I’m growing old. I’ve worked in companies in different sizes - small, medium and large and have worked on multiple projects - sucessful and failed for long enough that I’ve started to form strong opinions.

Now, I’m not Gandalf wise.. but at least I’d like to believe that I’m tending there.

Shiny

In my early days of programming (like most engineers) I was most excited by the latest shiny tools in the news.

The software industry similar to the fashion industry (not that I know anything about fashion) always has some fashionable trend of the month. Currently React Native is passe and native iOS and Android programming is fashionable. GraphQL is cool and REST is not. You’ve got to be using microservices. And also re-writing in Kotlin.

Cost $$$

Modern software is complex. I get shocked with the number of dependencies that projects require. With so many dependencies it is hard (I’d argue impossible) to be aware of the complete details of system.

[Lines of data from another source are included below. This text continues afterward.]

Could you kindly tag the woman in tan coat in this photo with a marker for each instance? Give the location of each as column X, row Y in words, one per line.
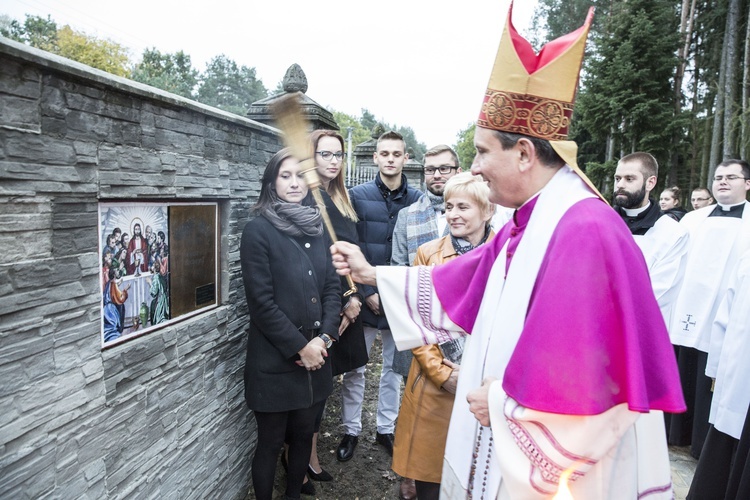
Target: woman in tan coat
column 428, row 397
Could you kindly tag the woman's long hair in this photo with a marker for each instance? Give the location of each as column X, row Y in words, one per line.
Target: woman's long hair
column 268, row 183
column 337, row 187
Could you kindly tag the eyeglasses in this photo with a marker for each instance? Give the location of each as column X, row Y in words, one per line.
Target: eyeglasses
column 327, row 155
column 444, row 170
column 729, row 178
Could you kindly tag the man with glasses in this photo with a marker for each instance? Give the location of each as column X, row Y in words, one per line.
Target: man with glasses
column 377, row 204
column 419, row 223
column 662, row 240
column 719, row 235
column 701, row 197
column 424, row 220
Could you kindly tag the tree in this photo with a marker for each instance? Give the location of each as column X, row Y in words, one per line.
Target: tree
column 171, row 72
column 368, row 120
column 465, row 146
column 626, row 98
column 359, row 133
column 230, row 87
column 102, row 54
column 36, row 31
column 44, row 34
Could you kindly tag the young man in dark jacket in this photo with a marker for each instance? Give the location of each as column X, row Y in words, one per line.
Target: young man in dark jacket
column 377, row 204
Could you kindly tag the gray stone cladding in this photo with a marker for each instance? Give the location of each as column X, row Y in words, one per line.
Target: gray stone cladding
column 161, row 416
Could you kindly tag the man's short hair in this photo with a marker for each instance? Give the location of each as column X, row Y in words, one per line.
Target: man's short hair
column 544, row 150
column 649, row 165
column 742, row 163
column 391, row 136
column 442, row 148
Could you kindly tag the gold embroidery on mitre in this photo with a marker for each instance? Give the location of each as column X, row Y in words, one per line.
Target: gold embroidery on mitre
column 548, row 118
column 526, row 114
column 499, row 110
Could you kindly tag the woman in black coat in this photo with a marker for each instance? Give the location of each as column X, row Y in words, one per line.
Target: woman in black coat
column 293, row 296
column 350, row 351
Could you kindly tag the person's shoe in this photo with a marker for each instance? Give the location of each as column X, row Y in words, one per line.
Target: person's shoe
column 345, row 451
column 408, row 489
column 386, row 440
column 323, row 475
column 308, row 488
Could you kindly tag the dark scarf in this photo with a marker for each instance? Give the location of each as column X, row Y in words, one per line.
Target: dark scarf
column 294, row 219
column 642, row 222
column 461, row 246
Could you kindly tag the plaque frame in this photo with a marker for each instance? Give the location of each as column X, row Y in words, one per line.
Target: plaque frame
column 142, row 296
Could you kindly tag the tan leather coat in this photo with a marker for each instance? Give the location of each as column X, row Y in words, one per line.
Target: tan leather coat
column 422, row 425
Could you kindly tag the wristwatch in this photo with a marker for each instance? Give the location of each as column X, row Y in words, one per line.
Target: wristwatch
column 327, row 340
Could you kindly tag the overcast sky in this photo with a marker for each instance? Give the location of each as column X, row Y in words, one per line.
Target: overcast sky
column 418, row 63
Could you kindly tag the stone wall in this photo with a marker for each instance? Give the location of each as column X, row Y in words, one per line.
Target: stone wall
column 160, row 416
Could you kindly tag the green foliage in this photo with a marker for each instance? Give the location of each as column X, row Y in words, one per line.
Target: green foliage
column 230, row 87
column 367, row 120
column 44, row 34
column 363, row 128
column 344, row 121
column 98, row 53
column 602, row 175
column 171, row 72
column 36, row 31
column 465, row 146
column 416, row 148
column 627, row 88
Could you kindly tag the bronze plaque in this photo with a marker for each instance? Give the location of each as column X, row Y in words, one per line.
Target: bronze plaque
column 193, row 251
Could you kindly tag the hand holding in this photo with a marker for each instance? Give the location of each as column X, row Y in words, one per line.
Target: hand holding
column 352, row 308
column 373, row 302
column 348, row 259
column 450, row 384
column 313, row 355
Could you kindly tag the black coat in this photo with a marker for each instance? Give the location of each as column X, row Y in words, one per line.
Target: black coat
column 289, row 304
column 350, row 352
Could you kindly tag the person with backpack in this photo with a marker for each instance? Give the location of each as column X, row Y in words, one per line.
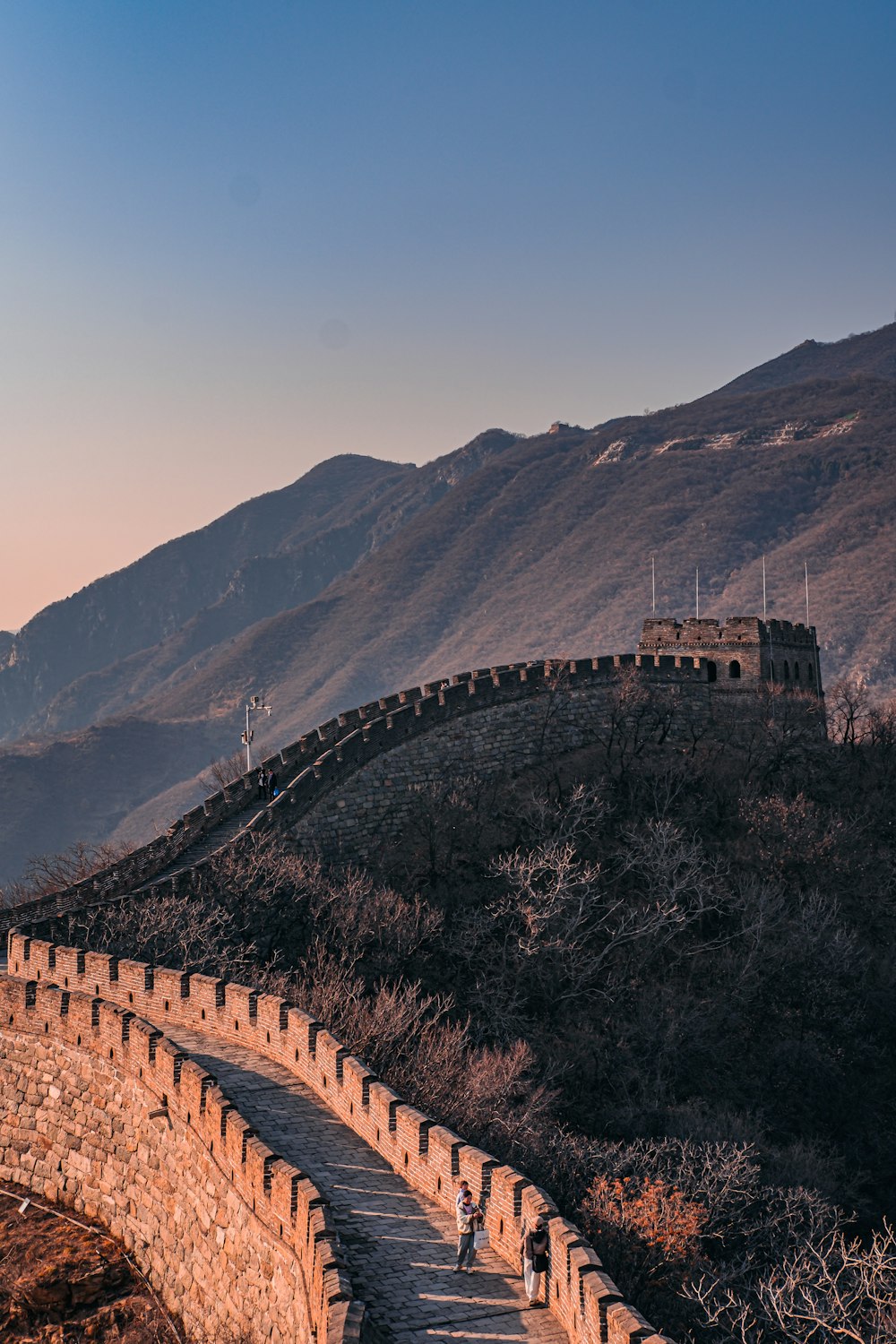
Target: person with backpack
column 469, row 1218
column 535, row 1258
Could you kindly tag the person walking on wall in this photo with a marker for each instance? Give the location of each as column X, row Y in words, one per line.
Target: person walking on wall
column 535, row 1258
column 469, row 1217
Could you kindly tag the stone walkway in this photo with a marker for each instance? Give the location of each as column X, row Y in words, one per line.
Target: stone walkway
column 400, row 1247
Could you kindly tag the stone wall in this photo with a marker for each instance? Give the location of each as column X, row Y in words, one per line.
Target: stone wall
column 104, row 1115
column 366, row 814
column 322, row 760
column 429, row 1156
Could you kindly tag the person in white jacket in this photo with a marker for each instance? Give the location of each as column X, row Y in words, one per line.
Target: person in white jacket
column 469, row 1217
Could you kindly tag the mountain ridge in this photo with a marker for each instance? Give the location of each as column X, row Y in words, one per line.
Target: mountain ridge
column 506, row 548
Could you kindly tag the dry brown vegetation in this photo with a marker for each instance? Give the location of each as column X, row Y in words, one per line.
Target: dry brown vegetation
column 657, row 980
column 368, row 577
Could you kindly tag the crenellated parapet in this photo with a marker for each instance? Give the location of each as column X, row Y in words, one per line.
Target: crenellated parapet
column 105, row 1113
column 320, row 761
column 430, row 1158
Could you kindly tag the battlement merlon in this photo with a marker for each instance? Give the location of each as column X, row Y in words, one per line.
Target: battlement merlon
column 745, row 650
column 665, row 632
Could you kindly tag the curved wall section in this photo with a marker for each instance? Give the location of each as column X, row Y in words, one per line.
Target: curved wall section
column 323, row 760
column 102, row 1113
column 430, row 1158
column 362, row 816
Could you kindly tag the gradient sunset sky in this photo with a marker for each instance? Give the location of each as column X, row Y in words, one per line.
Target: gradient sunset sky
column 241, row 238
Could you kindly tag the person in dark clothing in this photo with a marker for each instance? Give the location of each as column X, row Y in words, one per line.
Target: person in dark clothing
column 535, row 1258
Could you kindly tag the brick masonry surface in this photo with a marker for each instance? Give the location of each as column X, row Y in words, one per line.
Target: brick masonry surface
column 429, row 1159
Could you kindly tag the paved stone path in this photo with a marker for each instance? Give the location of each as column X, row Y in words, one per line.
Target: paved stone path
column 400, row 1247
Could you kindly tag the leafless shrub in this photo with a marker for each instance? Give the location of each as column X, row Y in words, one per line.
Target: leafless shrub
column 46, row 874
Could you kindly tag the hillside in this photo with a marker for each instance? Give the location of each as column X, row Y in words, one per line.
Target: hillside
column 508, row 548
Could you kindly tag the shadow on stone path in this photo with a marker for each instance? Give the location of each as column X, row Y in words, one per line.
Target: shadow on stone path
column 400, row 1247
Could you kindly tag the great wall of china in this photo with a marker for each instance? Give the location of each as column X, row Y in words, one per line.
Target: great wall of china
column 109, row 1104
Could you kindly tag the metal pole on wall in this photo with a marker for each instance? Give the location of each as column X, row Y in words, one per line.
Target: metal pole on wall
column 254, row 704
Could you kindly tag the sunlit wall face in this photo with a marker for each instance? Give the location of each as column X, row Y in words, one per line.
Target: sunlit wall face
column 238, row 239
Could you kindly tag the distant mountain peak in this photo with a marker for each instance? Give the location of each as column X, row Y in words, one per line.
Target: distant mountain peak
column 866, row 355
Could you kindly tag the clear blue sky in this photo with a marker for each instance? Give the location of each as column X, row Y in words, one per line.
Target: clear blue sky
column 239, row 238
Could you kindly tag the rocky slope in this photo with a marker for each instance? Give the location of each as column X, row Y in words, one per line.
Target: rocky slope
column 59, row 1281
column 508, row 548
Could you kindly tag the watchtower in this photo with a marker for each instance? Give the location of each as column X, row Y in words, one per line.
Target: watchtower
column 742, row 653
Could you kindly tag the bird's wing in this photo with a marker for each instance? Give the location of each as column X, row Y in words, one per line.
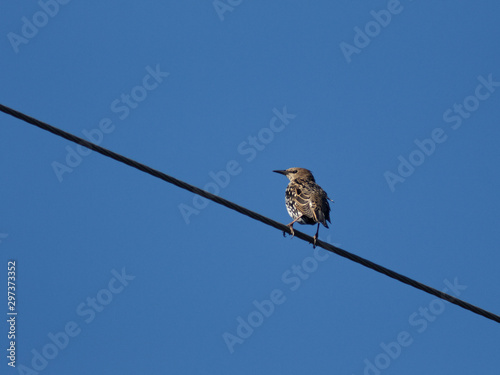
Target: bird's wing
column 318, row 203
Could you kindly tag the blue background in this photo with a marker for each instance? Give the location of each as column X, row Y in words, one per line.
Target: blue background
column 194, row 282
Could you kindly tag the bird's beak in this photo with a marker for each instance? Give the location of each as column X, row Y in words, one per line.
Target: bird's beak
column 280, row 172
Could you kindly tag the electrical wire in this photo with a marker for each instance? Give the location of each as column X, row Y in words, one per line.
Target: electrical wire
column 254, row 215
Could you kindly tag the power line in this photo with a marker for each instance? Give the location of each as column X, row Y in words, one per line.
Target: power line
column 249, row 213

I also need to work on multiple projects at the same time. These projects are in multiple languages. One java project actually uses 3 functional programming libraries. All of these libraries have slightly differerent meanings of flatMap. Essentially the cognitive overhead of all of these choices has an enormous cost in terms of maintenance and shipping new features. In the small, these choices have valid reasons; but in the large they have a massive cost. xkcd had a similar comic on standards-

Release

Ultimately what we release to customers and at what cost is what matters. We should try and architect simple solutions that meet business requirements. Use proven solutions that you can support. Some better ideas-

  • Build monoliths. After understanding usage patterns, you can split into microservices if needed. And if you cannot share libraries effectively to write a good monolith, then you certainly will fail writing microservices
  • Understand your stack and failure modes.
  • Write good tests and automate builds and deployment.
  • Use feature flags and ship and release more often
  • Use metrics to understand how code is behaving in production.
  • Update dependencies often. Refactor code often
  • Release often with minimal changes to catch failures early

If there is a valid need for something new; run verifiable experiments and adapt. Change is necessary. Just don’t blindly follow.

Other Tough problems

A primary reason that engineers like new shiny tools is the challenge of learning something new. As appealing as that it; looking at the bigger picture is also important.

Here are some tougher problems to solve-

  • Designing software with Minimal architecture
  • Finding product market fit for a problem. Creating something new that is useful is enormously difficult. In a smaller scope, figuring out what features are important to your customers.
  • Reducing technical debt actively while shipping new features.
  • Reducing cost by standardization and reuse of solutions.
  • Building a high performing team.

More

A fantastic blog by Dan McKinley on choosing boring technology which actually mirrored my thought pattern almost in the same way!

Onwards to even more experiences and learning.